Vaughan also supported Bawa-Garba, who in 2015 was found guilty of the manslaughter of a child, Jack Adcock, through gross negligence and was given a two-year suspended sentence. The General Medical Council took legal action to get Bawa-Garba permanently struck off the medical register, but in the end the court of appeal found in her favour in 2018 and she was allowed back to work the following year. As the case unfolded, reports emerged of concerns at Leicester Royal Infirmary, where Bawa-Garba worked, at the time of Jack’s death in 2011. These included lack of training, understaffing, huge workloads, rota gaps, IT failures and more. Many junior doctors in the UK worked in the same conditions and worried that they could be next.

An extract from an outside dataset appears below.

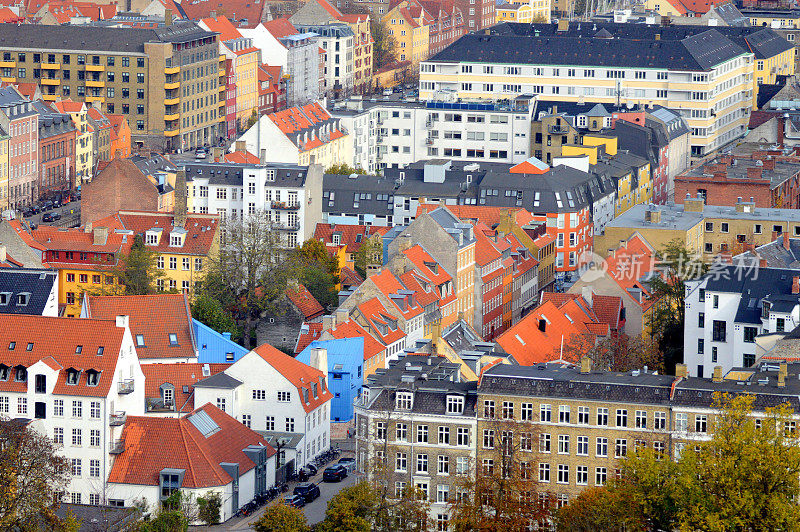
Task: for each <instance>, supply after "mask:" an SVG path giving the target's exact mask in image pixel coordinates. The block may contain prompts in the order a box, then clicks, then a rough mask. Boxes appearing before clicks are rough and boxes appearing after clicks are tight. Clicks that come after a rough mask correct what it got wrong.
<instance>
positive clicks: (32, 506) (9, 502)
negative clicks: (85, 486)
mask: <svg viewBox="0 0 800 532" xmlns="http://www.w3.org/2000/svg"><path fill="white" fill-rule="evenodd" d="M70 478H71V477H70V466H69V462H68V461H67V459H66V458H64V457H63V456H60V455H59V454H58V448H57V447H56V445H55V444H54V443H53V441H52V440H51V439H50V438H48V437H47V436H46V435H44V434H41V433H39V432H37V431H35V430H34V429H32V428H31V427H30V426H28V425H27V424H26V423H24V422H23V421H21V420H0V530H29V529H30V527H34V528H35V527H36V523H41V522H46V523H50V526H53V527H55V524H56V523H58V522H59V520H58V518H57V517H56V515H55V510H56V509H57V502H55V501H57V500H58V498H59V494H60V493H62V492H63V491H64V490H66V488H67V485H68V484H69V481H70Z"/></svg>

Following Bawa-Garba’s conviction, Vaughan had discussions with the then health secretary, Jeremy Hunt, and in 2018 he ordered a rapid policy review conducted by Prof Sir Norman Williams. It made many recommendations including a threshold for what constitutes “exceptionally bad performance”, which the Crown Prosecution Service and others must adhere to. Since then, the number of investigations into this crime has fallen to single figures.
Born in Bristol, Jenny was the middle child of Elizabeth (nee Bessant), a nurse who later taught history, and Leslie Vaughan, a teacher. She attended Redmaids school, a highlight of which time was a school trip to Moscow in 1982. Two years later she travelled solo by train through iron curtain countries to visit her penpal in Hungary.
Vaughan then studied medicine at Nottingham University. Graduating in 1992, she spent time working in Madagascar before moving to London. In 1996-99 she studied for a PhD in the neurogenetics of Parkinson’s disease at University College London and became a consultant neurologist at Ealing in 2003.
Vaughan combined working full-time with activism: from 1998 to 2006 she was a Labour councillor in Fulham. She had a strong Christian faith and was impelled to protest against injustice wherever she saw it. In 2005 she and a fellow neurologist, David Nicholl, graphically enacted force-feeding outside the American Embassy in London in protest at the practice being used to keep detainees alive in Guantánamo Bay. Vaughan damned it as “medicalised torture”.
She successfully spearheaded opposition to the closure of the accident and emergency department at Ealing in 2013, and in 2018 came the co-founding of the Doctors’ Association UK. In the Covid-19 crisis, she created an app for frontline doctors to report shortages of PPE.
The same year Vaughan received the BMJ editor’s award for “speaking truth to power” and in 2019 Bapio (British Association of Physicians of Indian Origin) gave her an award in acknowledgement of her support of BAME doctors.
At university she had met Matt Dunckley, who later became a surgeon. The pair married in 1993 and had two sons, Jonathan and Christopher. At home they had several pet tortoises, as Vaughan had a lifelong love of these reptiles. A holiday to the Galápagos Islands to see giant tortoises was a particular highlight for her.
In 2017, she was diagnosed with breast cancer and in 2020 she had to retire from the NHS on health grounds. She kept campaigning, however, and was appointed OBE in 2023.
She is survived by her husband and two sons, and by her mother and her sister, Lise, and brother, Andrew.